Yes, this book has a bit of the exotic fantasy about it, but it is also one of the best novels about race by a white woman I’ve ever read. Willig’s depiction of 19th century racial tensions is (to my eyes at least) extremely nuanced, and the love story’s happy ending could easily have rung false, but you can tell that the author was very careful to make things happen in a particular way. Although visible authorial intentions like this often feel clunky and fake, in this case it felt inevitable and lovely, and made me feel like I was in safe hands with this story. Thank you, Lauren Willig. I can confidently and enthusiastically recommend The Summer Country.


I’m currently reading The Summer Country by Lauren Willig, through NetGalley. Man, can that woman write. You can just sink into her stories and never want to leave. There’s one not-so-little issue with The Summer Country, though: the reader’s complicity in Willig’s fantasy of the West Indies.

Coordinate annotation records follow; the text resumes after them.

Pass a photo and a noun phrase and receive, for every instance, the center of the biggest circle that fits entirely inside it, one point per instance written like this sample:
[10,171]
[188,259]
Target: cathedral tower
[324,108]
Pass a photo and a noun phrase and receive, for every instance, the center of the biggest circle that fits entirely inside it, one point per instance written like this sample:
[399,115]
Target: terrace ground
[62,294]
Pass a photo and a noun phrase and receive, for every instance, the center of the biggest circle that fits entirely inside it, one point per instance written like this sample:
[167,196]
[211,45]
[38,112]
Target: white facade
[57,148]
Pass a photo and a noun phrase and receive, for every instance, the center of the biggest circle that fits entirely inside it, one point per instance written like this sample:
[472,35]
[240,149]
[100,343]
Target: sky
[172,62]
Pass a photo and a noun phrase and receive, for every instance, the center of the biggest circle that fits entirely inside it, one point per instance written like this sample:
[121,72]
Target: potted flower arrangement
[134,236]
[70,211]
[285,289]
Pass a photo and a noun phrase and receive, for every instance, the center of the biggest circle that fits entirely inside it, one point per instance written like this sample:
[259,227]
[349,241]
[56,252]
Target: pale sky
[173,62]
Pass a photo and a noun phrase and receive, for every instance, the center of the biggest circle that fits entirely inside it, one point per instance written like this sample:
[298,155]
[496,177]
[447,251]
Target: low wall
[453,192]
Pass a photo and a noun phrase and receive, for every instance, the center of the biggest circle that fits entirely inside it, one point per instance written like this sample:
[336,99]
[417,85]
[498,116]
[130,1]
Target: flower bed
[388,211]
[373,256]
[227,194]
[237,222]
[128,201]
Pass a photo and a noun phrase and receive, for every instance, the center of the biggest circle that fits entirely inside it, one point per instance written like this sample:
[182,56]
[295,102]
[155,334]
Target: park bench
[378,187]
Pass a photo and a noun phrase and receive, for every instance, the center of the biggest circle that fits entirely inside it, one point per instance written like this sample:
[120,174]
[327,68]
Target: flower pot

The book is set in Barbados, where an old-fashioned generational dual story plays out. The authorial standpoint, and the expected reader’s standpoint, is that slavery and racism are wrong, but Willig still trades in the trope of the sensual tropics, and the breakdown of Western values that occur when Europeans let themselves be corrupted by their own desires. Yes, the Black characters are individuals with their own characters, but it just feels a little wrong to me–a little bit like cheating. Sometimes I cheat, it’s true. But if I’m going to cheat, I need to remember that I’m doing it as I’m reading. Ah, crap–am I about to put this down now? I don’t know, I think I’ll keep giving it a chance. It’s most certainly a book about Whiteness, and perhaps if I see it as that, rather than as a book about people, it will go down easier.